I made many new friends my first week of college. The guy in the room across the hall from me seemed nice enough. He was gregarious, friendly, and I introduced him to Lost (this was back when the show was good and hadn't yet broken my heart). We were cool.
Also during that first week, my grandfather gave me a laptop. I liked that laptop. It was the first really high-end piece of gadgetry that I ever owned.
Now, come the third week of college, this guy and I are finishing up the first season of Lost in my room. Michael screams "WAAAAAAAAAAAAAAAAAAAAAALT," I tell him it gets even better and lend him the second season box set. Then we bid one another good night, he goes to his room, and I go take a shower before turning in. I don't lock my room because, really, why would I?

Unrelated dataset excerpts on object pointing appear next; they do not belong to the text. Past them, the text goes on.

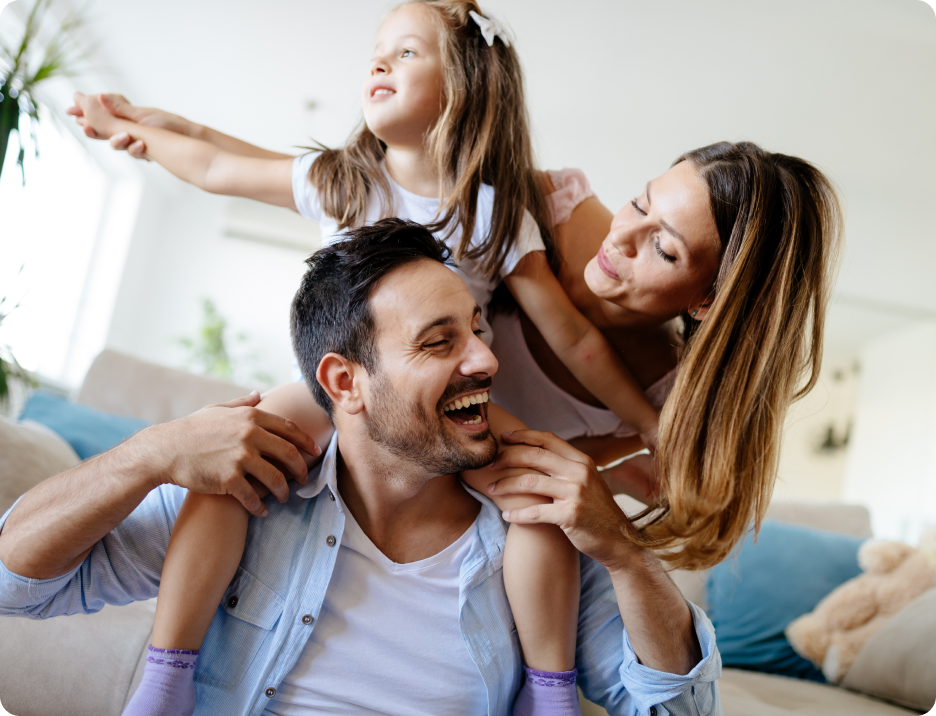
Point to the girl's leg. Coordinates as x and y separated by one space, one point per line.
205 548
543 583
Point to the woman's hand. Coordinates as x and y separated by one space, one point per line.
635 477
119 106
582 506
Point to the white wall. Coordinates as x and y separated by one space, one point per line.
892 465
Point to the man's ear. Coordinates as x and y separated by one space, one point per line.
341 379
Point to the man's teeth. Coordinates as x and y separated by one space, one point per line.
466 401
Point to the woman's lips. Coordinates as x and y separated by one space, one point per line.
606 266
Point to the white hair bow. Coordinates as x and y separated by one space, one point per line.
490 29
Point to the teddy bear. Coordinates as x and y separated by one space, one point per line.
835 631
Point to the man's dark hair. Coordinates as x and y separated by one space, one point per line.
331 310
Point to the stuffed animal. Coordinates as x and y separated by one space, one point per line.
833 633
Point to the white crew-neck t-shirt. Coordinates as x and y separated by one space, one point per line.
387 640
423 210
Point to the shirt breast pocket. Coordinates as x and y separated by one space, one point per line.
245 620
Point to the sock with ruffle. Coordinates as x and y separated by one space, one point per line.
168 687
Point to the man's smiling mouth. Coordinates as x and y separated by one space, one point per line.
467 409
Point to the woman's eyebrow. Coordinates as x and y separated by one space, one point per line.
669 229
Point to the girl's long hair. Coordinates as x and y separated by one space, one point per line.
759 348
482 136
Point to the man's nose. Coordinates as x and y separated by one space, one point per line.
479 360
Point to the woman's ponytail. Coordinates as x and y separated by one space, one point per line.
758 349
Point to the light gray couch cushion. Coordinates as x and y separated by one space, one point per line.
126 385
82 665
29 453
899 662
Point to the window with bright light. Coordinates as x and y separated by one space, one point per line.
48 231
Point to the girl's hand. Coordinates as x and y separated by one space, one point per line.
120 107
94 117
582 506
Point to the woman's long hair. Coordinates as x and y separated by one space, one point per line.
759 348
482 136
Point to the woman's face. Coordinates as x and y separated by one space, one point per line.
662 254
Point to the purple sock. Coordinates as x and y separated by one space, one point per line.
167 688
548 693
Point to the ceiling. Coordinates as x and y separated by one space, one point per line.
618 88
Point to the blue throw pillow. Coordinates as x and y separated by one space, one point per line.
88 430
763 586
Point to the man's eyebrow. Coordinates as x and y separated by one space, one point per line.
670 229
443 321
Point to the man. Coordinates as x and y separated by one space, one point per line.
377 586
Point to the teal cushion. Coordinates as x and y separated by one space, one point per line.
88 430
756 593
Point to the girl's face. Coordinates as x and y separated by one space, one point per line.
663 251
403 93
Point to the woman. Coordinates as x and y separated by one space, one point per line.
722 266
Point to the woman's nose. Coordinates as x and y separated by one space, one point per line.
626 243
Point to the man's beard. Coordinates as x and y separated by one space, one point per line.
410 432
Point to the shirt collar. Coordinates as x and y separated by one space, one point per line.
324 474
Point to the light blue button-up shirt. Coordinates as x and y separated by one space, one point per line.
259 632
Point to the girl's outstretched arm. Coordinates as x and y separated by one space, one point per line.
120 106
579 345
198 162
541 570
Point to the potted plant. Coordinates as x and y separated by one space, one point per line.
21 74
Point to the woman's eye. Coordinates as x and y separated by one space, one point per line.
665 256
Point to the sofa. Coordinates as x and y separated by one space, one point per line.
90 665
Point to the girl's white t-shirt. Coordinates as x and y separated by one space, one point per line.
423 210
387 640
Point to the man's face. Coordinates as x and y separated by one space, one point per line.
430 358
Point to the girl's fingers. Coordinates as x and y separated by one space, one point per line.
264 472
251 399
534 514
532 484
248 497
121 141
548 441
137 150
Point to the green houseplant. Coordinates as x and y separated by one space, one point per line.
27 65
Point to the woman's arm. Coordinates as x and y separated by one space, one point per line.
120 106
197 162
579 345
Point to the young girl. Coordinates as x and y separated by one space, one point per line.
445 143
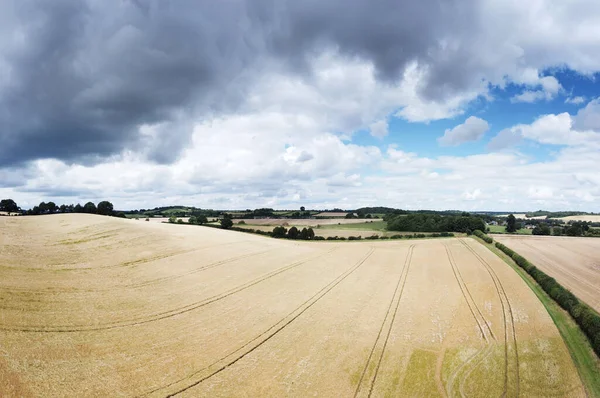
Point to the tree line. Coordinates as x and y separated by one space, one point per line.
426 222
587 319
104 207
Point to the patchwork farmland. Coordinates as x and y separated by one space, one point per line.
99 306
573 262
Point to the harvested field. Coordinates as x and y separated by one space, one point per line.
331 214
99 306
303 222
584 217
573 262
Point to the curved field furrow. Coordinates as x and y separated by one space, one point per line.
204 374
387 324
145 283
244 315
508 319
165 314
486 332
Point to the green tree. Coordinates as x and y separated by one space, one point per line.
279 232
226 223
9 205
293 233
89 207
304 234
541 229
105 208
511 224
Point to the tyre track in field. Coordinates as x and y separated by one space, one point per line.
560 269
249 347
485 351
396 297
167 314
469 297
131 263
139 284
507 316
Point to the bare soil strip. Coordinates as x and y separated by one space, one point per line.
573 262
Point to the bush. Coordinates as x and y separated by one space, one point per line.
587 319
484 237
293 233
279 232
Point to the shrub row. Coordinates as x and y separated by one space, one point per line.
483 236
587 319
406 236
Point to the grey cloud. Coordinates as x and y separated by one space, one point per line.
78 78
588 118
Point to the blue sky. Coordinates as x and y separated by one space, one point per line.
486 106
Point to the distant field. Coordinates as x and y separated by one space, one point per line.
367 226
573 262
332 214
304 222
501 229
588 218
101 306
523 216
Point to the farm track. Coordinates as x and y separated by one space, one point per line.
484 351
507 314
468 297
170 313
396 297
234 356
140 284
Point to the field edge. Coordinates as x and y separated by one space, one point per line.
584 358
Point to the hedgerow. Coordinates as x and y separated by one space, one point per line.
587 319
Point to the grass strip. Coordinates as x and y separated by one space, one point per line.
586 361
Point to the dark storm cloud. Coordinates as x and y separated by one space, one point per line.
78 78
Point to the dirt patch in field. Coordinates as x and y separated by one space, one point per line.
158 309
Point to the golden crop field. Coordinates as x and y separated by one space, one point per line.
100 306
573 261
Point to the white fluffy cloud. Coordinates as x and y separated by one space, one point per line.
582 129
379 129
549 87
575 100
288 139
471 130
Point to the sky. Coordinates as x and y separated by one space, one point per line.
234 104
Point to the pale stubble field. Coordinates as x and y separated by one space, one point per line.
98 306
573 261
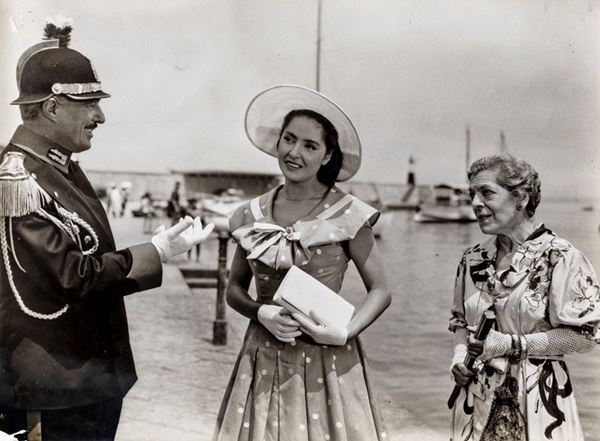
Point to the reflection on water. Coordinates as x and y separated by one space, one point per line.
410 348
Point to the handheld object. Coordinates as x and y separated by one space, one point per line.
487 320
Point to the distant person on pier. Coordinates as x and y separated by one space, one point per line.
194 209
174 204
65 356
115 202
147 211
297 378
545 296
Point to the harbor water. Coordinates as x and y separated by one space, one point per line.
410 348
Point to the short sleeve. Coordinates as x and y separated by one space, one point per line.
574 292
457 313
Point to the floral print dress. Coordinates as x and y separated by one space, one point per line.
549 284
301 390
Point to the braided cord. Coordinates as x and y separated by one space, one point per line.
18 298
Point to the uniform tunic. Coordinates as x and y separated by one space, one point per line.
549 284
83 356
301 390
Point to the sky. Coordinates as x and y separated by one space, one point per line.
412 75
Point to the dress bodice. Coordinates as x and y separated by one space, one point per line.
316 243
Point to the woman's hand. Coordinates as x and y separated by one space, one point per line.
279 323
462 374
320 332
496 344
474 347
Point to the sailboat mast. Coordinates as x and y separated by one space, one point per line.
318 66
468 149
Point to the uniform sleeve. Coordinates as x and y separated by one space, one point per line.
574 292
51 259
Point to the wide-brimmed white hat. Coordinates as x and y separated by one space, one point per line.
266 111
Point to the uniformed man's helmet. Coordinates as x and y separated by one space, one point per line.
51 68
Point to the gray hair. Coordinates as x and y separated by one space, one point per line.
514 174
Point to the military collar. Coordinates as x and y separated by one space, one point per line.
42 148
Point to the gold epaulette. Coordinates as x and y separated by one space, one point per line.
20 194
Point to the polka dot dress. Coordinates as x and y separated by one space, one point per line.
301 390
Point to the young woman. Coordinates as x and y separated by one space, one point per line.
295 379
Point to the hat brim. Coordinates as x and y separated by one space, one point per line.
265 114
38 98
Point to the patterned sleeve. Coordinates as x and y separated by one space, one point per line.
457 313
574 292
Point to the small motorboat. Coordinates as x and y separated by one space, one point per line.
448 203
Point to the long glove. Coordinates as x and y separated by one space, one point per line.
180 238
278 322
320 332
557 341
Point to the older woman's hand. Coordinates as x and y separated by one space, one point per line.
474 347
462 375
495 345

In retrospect, it's a good thing that I don't notice that my laptop is missing when I come back from the shower. There probably would have been a pretty ugly situation. At any rate, I don't see that it's gone until the next morning. Now, I'm not a naturally suspicious or confrontational person, so I decide to just knock on the guy's door all nicely and see if he can help me. Only he's not there. I get the RA, and we go into his room. Laptop isn't there. Turns out he's gone into Chicago (about an hour away from where I went to school).
So to cut a long, ugly story short, he gets kicked out and the school pays for my new laptop. I never actually saw that guy again, except for a brief moment when he was moving his stuff out.
Around a year and a half later, my friends and I are lounging around, reminiscing. I remind everyone about that dick who stole my laptop. Now, I had spent a semester studying in LA, so I missed this, but they all knew: he died of a meth overdose less than a year after getting kicked out.
My first reaction upon hearing this? I laugh. We all laugh. Not because we hate him so much that we're glad he's dead, but because it just makes sense. In retrospect, he was pretty fucked up, and I honestly have no idea how he got into that school and stayed around as long as he did. I really don't hold any burning grudge against him; I brought him up then because it had become a funny story. And I'm not happy to hear he's dead at all. It's tragic. But whenever we brought him up we'd laugh. Maybe it's the absurdity of it all. He's more than the guy who stole my laptop, he's "fuckin' [name witheld]." We look back on him fondly, the same as all the other kooky characters we encountered. And we laugh because his fate just seems so appropriate for how he acted.